Sen. Bill Cook announced his decision Tuesday, the day after the full Senate approved its remapping. The plan would no longer put Cook’s Beaufort County in the same district with the Outer Banks. Instead, Beaufort County would be joined with five inland counties, and Cook would reside in the same proposed 3rd District as Democratic Sen. Erica Smith-Ingram of Northampton County.

Cook, 72, said in a release that he wants to spend more time with grandchildren and the recent redistricting made him “reevaluate my commitment to my family.”

“As much as I love the folks of eastern North Carolina, I love my family more,” Cook said.

Cook was one of three Senate Republicans to vote against the chamber’s redistricting plan Monday. He lamented during the floor debate about Beaufort County, which borders the Pamlico Sound, being decoupled from the Outer Banks and joining a region with fewer common interests.

“This conservative-leaning county will be drowned in a sea of liberalism,” Cook said, adding it will cause Beaufort County “to wander in a political desert for years.”

Republican mapmakers said they had little wiggle room in how they created the new 3rd District because of legal precedents in state court designed to minimize the number of districts that cross county lines.

New House and Senate plans are expected to receive final legislative approval later this week.

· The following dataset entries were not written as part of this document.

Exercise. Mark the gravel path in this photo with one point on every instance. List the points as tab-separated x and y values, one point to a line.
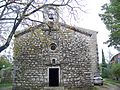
108	87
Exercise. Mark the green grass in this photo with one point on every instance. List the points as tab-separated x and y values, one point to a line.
5	84
110	81
94	88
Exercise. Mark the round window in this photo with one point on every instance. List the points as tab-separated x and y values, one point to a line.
53	46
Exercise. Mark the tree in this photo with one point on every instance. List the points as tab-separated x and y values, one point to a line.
104	66
115	71
111	18
16	14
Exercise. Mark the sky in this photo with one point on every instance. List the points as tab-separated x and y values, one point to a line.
91	20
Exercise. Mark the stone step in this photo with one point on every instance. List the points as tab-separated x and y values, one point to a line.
53	88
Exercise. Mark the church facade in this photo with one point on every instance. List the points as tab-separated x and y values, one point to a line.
54	55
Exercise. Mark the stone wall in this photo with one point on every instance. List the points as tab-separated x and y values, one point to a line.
73	56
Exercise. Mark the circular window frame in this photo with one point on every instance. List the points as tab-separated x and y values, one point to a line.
53	46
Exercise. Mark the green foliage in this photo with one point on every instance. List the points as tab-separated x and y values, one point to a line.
104	67
111	18
4	63
115	70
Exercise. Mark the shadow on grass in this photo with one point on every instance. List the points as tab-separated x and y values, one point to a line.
6	86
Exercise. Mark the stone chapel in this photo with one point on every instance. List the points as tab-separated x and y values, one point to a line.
54	55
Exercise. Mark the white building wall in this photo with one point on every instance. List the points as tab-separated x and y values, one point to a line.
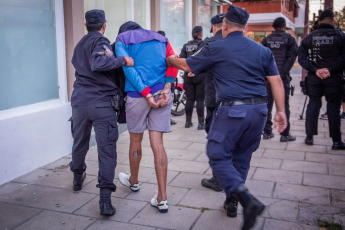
34	135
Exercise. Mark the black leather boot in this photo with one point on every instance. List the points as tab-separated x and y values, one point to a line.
107	209
78	179
230	205
252	207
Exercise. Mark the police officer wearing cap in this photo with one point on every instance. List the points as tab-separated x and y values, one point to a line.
322	54
239	66
210	96
284	49
194	86
94	88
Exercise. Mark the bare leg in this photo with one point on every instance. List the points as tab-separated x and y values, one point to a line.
161	163
135	155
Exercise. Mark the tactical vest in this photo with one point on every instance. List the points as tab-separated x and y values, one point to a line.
326	47
277	43
192	46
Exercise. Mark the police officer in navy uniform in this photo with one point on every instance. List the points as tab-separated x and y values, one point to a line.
94	89
284	49
194	86
210	95
239	66
322	54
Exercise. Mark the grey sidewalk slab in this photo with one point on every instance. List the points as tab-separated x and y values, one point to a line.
176	218
14	215
56	221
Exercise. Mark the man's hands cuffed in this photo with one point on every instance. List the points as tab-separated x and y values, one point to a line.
280	121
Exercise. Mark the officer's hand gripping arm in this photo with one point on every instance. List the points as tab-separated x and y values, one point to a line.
277	88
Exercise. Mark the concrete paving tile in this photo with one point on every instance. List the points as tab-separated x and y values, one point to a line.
302	193
61	164
148	175
271	144
338	198
188	166
260	162
271	224
13	215
201	147
306	148
336	169
189	180
147	191
284	154
302	166
251	172
259	152
325	158
105	225
121	191
176	218
61	179
60	200
260	188
19	193
33	176
278	176
324	181
202	198
283	210
56	221
309	212
182	154
217	220
125	209
202	157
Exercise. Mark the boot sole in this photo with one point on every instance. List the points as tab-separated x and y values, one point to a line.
249	224
211	187
107	213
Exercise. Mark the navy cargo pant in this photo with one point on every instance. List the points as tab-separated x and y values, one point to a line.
235	134
103	118
333	91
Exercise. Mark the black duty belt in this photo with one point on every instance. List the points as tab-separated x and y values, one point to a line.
245	101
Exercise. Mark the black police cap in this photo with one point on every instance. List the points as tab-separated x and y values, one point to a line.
216	19
197	30
95	17
237	15
326	14
279	22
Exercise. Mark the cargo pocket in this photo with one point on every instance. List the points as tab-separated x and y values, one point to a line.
237	113
215	146
71	120
112	131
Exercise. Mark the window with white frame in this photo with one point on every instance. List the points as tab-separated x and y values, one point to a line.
28	56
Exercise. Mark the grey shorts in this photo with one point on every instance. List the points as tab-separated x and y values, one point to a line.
140	116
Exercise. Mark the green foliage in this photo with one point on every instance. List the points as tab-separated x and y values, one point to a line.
330	224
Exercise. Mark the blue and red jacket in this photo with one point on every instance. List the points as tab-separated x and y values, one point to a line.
149	51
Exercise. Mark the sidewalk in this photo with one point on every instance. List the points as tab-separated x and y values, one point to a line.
298	183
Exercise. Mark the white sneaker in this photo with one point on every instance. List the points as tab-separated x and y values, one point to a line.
124	180
161	206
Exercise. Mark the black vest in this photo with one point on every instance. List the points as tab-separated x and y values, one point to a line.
192	46
326	47
278	43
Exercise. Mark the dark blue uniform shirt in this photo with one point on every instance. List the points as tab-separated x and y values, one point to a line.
239	66
94	73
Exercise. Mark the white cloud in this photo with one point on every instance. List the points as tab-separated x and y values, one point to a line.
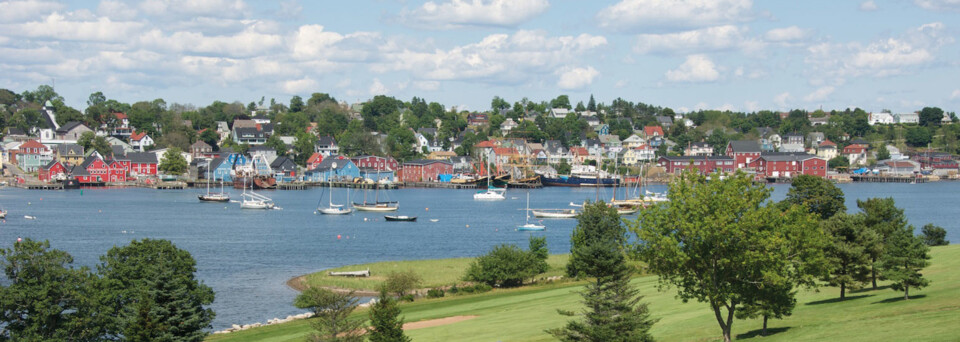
299	86
377	88
785	34
576	78
633	15
715	38
459	13
885	57
939	5
820	94
697	68
781	99
20	11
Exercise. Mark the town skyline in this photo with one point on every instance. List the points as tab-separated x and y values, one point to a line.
721	54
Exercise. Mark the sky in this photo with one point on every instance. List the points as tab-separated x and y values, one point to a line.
740	55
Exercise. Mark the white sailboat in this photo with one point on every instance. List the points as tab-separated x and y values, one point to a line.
334	209
530	226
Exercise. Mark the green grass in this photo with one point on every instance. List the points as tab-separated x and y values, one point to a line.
522	314
435	273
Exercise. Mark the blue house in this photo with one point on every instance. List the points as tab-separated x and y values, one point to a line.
376	175
345	170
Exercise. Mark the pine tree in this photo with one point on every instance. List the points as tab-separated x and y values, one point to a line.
386	321
905	256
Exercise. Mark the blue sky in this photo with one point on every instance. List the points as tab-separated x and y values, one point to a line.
685	54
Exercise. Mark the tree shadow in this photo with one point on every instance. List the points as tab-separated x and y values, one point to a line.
756	333
868	289
837	300
898	298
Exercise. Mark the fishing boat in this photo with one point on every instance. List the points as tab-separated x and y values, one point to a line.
334	209
554	213
377	204
528	227
213	197
400	218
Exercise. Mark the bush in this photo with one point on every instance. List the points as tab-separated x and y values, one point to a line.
435	293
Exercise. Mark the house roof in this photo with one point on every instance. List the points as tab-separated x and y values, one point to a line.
745	146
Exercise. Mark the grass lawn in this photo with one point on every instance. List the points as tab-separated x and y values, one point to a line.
932	314
435	273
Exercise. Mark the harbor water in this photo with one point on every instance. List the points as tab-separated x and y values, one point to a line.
247	256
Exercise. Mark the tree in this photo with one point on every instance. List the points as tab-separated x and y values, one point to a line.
905	256
386	323
934	235
45	300
882	152
331	312
613	310
173	162
153	290
931	116
884	218
848	253
817	194
838	162
596	225
507	265
402	282
717	243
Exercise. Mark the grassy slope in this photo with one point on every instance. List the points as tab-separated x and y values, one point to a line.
435	273
523	314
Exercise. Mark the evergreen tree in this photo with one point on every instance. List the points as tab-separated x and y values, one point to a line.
387	325
905	256
848	253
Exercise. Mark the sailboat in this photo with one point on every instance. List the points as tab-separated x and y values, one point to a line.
335	209
527	227
492	193
376	205
252	200
221	197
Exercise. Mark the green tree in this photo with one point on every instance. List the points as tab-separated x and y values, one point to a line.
717	242
173	162
934	235
931	116
848	254
882	152
817	194
45	299
402	282
386	323
153	290
884	218
331	312
613	310
905	256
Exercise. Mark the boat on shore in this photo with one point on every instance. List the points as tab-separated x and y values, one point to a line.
400	218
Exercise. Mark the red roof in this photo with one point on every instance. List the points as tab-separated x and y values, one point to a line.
485	144
653	130
137	136
32	144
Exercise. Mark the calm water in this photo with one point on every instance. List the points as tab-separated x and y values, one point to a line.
248	255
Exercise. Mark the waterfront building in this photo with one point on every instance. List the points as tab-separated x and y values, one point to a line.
703	164
424	170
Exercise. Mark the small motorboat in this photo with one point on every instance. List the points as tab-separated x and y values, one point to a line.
400	218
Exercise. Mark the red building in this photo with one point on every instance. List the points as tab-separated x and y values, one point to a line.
743	152
423	170
703	164
48	172
781	165
376	162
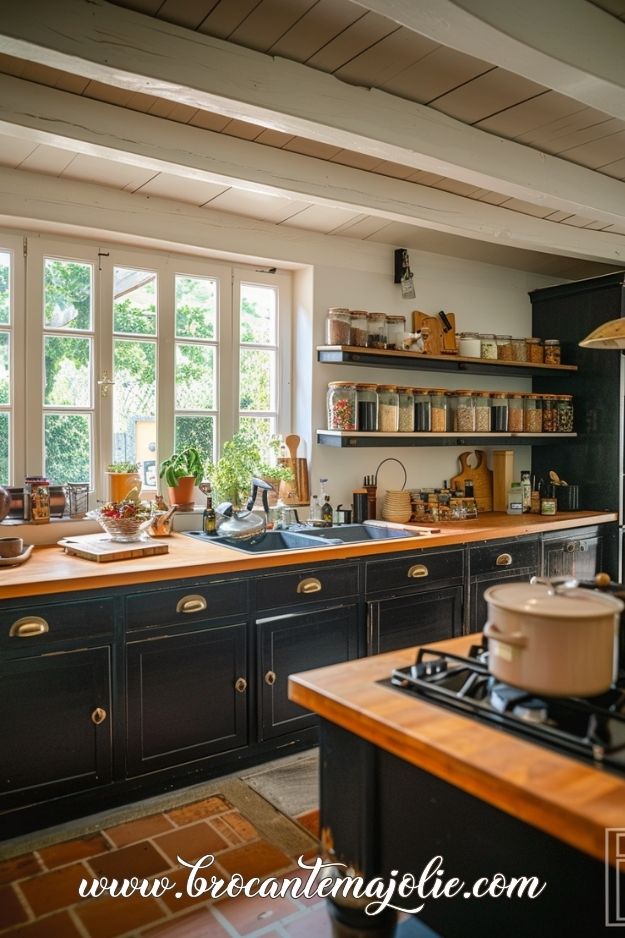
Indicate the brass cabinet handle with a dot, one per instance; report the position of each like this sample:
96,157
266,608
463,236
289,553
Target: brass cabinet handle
98,716
29,626
191,604
310,585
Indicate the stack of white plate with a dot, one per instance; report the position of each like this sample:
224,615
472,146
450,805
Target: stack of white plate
396,506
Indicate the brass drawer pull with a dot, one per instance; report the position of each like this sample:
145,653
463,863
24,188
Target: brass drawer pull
98,716
310,585
191,604
28,627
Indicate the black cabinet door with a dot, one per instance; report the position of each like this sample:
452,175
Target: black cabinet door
413,620
55,725
186,697
299,642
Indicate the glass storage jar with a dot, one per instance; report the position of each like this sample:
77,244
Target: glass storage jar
499,412
367,407
377,336
388,408
359,323
338,326
464,411
482,411
422,410
533,413
438,397
341,405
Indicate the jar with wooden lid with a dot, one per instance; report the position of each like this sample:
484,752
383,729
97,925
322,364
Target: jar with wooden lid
388,408
341,405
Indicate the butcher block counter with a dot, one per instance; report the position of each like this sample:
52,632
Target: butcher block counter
51,570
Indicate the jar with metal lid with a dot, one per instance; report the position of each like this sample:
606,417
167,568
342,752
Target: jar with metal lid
341,405
422,410
367,407
395,328
388,408
464,411
552,352
338,326
482,411
535,350
565,413
533,414
359,328
515,413
504,347
438,398
469,344
499,412
488,346
406,409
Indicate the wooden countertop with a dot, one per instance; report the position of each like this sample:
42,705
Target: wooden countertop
50,570
566,798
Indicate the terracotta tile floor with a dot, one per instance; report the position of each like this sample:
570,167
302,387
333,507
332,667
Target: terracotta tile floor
39,891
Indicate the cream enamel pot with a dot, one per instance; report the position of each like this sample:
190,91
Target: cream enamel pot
550,637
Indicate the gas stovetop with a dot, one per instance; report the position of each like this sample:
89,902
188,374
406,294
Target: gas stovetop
591,727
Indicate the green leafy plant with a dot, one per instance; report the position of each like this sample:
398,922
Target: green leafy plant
188,462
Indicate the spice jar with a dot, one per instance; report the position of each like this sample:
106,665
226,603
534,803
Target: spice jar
376,330
388,408
338,326
499,412
341,405
359,328
438,398
422,410
367,407
533,414
464,411
482,411
552,352
395,328
535,351
406,409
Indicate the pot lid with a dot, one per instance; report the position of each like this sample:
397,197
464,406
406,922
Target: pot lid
541,599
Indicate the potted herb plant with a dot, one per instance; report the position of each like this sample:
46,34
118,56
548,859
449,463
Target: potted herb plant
181,472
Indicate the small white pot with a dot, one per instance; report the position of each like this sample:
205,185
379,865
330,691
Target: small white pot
553,641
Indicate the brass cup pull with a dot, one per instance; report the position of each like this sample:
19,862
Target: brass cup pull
98,716
310,585
29,626
191,604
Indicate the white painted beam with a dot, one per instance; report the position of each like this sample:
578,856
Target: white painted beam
571,46
125,49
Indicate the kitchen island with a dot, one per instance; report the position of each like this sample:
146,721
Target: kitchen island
404,780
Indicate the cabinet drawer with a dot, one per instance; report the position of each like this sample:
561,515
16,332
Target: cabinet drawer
306,586
186,604
28,627
413,570
504,555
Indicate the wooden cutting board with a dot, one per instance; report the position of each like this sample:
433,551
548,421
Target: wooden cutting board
98,547
481,476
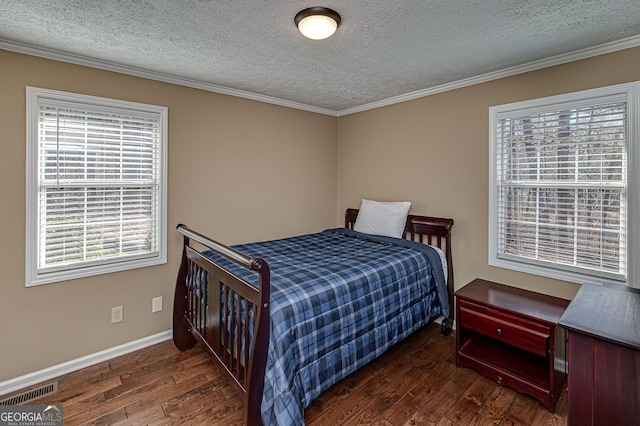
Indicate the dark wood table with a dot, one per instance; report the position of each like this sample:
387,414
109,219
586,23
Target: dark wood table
603,356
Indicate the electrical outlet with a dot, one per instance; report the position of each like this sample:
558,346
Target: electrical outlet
156,304
116,314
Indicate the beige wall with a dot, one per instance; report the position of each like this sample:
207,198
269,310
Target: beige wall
239,170
279,180
434,152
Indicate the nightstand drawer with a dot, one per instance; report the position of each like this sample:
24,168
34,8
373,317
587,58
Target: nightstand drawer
529,336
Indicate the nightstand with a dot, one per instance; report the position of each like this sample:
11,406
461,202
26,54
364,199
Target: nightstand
509,334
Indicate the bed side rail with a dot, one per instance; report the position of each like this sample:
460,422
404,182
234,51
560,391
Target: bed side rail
226,314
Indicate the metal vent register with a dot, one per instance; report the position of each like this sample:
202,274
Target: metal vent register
31,395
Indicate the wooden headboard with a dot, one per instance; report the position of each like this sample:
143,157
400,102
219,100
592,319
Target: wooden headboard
435,231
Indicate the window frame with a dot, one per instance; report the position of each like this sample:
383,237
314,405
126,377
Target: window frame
35,96
631,92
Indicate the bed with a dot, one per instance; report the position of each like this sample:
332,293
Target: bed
286,319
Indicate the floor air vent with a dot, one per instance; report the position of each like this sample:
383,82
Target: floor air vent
31,395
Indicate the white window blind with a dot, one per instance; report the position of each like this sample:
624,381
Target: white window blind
98,192
561,186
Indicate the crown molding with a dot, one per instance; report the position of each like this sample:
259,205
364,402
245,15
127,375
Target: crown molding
58,55
589,52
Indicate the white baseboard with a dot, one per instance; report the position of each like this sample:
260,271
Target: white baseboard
49,373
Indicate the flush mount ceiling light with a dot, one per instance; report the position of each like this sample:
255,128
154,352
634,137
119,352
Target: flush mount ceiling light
317,23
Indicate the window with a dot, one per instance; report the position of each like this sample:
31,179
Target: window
96,186
564,186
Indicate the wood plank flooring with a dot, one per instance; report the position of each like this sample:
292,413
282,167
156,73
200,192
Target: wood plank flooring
414,383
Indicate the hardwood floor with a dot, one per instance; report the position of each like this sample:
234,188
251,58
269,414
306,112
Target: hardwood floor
414,383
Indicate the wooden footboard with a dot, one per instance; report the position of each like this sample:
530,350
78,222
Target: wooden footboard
214,307
217,308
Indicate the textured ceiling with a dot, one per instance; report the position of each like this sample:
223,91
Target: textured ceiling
383,48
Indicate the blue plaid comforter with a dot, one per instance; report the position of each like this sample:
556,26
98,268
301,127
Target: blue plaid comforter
339,299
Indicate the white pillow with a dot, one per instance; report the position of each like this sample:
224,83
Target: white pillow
382,218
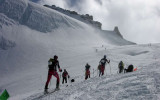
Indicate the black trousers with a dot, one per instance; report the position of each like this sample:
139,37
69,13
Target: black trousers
64,79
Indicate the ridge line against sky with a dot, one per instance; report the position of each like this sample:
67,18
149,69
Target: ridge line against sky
137,20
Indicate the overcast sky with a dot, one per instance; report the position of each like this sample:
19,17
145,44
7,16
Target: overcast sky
137,20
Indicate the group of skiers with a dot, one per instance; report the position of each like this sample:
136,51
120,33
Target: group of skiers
129,69
53,63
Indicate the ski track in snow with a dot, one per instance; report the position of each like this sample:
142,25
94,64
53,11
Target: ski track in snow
24,63
140,85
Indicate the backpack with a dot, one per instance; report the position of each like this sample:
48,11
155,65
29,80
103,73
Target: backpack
130,68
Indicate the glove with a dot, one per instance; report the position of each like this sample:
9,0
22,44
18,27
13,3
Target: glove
60,70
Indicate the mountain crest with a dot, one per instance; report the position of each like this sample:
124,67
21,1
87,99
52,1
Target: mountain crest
88,19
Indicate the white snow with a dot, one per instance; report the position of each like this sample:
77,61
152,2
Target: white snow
27,45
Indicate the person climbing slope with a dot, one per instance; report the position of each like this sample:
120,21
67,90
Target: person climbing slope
102,64
64,75
53,63
121,67
87,73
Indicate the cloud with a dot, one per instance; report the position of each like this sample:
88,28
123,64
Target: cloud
138,20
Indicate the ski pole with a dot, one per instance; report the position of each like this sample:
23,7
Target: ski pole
110,68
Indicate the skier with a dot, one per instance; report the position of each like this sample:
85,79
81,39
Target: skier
87,74
130,69
102,64
52,64
121,67
64,75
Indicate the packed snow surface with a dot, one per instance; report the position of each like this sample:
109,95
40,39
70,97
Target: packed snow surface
31,34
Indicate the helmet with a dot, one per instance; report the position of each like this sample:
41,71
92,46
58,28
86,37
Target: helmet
55,57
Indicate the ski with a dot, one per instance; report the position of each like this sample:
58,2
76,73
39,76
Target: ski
45,93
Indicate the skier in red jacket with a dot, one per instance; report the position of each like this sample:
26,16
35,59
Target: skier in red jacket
64,75
52,64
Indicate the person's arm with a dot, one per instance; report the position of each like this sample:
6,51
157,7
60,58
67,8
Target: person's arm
59,66
108,61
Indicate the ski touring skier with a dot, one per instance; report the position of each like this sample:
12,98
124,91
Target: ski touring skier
102,64
64,75
87,73
129,69
53,63
121,67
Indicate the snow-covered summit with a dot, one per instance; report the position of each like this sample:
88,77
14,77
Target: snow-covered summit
84,18
30,34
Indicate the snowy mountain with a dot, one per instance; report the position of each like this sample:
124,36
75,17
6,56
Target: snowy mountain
30,34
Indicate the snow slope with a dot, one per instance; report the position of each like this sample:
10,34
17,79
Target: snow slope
140,85
30,34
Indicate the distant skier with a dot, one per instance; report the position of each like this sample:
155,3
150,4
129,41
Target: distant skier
64,75
121,67
52,64
87,73
130,69
102,64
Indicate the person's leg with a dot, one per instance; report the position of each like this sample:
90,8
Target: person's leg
102,71
57,76
66,79
63,81
48,79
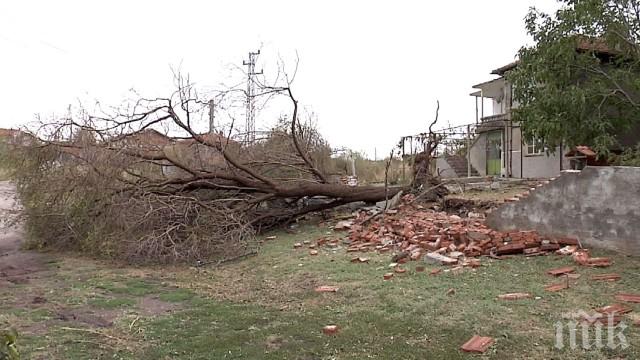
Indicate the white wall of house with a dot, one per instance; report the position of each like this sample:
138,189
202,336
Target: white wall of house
535,166
479,154
443,169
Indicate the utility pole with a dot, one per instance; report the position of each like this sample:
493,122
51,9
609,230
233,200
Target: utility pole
211,115
251,72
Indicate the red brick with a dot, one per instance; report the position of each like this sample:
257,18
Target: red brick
606,277
614,309
567,241
561,271
478,344
556,287
628,297
326,288
514,296
514,248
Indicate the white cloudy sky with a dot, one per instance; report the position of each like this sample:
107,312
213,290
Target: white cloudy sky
370,70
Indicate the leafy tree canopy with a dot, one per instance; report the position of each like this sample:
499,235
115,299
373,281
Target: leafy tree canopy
579,84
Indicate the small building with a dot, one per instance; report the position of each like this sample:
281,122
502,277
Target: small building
498,148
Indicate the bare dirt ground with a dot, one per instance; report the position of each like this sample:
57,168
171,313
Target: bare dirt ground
16,266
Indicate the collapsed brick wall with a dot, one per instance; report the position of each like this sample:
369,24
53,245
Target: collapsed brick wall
599,205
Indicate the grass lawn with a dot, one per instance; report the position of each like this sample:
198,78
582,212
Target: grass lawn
265,307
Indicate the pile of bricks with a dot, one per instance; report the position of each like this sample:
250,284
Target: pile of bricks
417,232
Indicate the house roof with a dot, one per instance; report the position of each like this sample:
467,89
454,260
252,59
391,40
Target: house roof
580,149
582,44
503,69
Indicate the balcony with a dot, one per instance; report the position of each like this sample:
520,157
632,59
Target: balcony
493,122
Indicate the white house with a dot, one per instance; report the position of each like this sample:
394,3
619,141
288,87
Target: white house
498,148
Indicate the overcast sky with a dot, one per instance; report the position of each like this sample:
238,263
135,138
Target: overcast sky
370,70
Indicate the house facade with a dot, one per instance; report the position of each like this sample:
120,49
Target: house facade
498,148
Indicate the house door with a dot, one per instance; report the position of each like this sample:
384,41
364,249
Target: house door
494,152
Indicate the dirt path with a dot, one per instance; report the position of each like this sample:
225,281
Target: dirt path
16,266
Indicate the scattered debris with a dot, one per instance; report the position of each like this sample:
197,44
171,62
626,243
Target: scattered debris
330,330
567,250
38,300
451,291
399,270
601,319
327,288
628,297
599,262
434,257
556,287
614,309
514,296
561,271
606,277
414,232
583,258
478,344
343,225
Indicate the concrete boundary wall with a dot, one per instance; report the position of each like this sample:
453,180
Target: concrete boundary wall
599,205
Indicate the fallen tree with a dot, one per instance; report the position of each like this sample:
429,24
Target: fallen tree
115,184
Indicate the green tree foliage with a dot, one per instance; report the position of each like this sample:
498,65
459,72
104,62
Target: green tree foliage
579,84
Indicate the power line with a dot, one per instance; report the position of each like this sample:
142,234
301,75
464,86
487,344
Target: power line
251,122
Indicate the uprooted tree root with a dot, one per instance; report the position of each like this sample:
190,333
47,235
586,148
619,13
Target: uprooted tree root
114,185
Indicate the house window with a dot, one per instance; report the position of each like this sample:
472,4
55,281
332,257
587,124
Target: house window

A panel of federal judges will then review the maps in light of their ruling last year striking down nearly 30 districts where they said race was relied upon too heavily. It’s possible the maps could be redrawn again, although the groupings of the counties aren’t likely to be altered.

Cook was initially elected to the House in 2010 and won his current Senate seat in 2012 by defeating Democratic Sen. Stan White by a mere 21 votes.

In his retirement release, Cook highlighted Republican legislation he’s supported on tax reductions and teacher pay, as well as his efforts to promote aquaculture and to help fishermen. Cook “has advanced important priorities for the people of his district,” Republican Senate leader Phil Berger said in Cook’s release.

GOP Sen. Chad Barefoot of Wake County also said earlier this month he wouldn’t seek re-election in 2018. The announcement came about an hour before the public release of a preliminary Senate map putting him in the same district with Sen. John Alexander, another Wake County Republican. Barefoot cited responsibilities at home with young children for his departure.


This story has been corrected to show that Sen. Bill Cook defeated Sen. Stan White by 21 votes, not 19.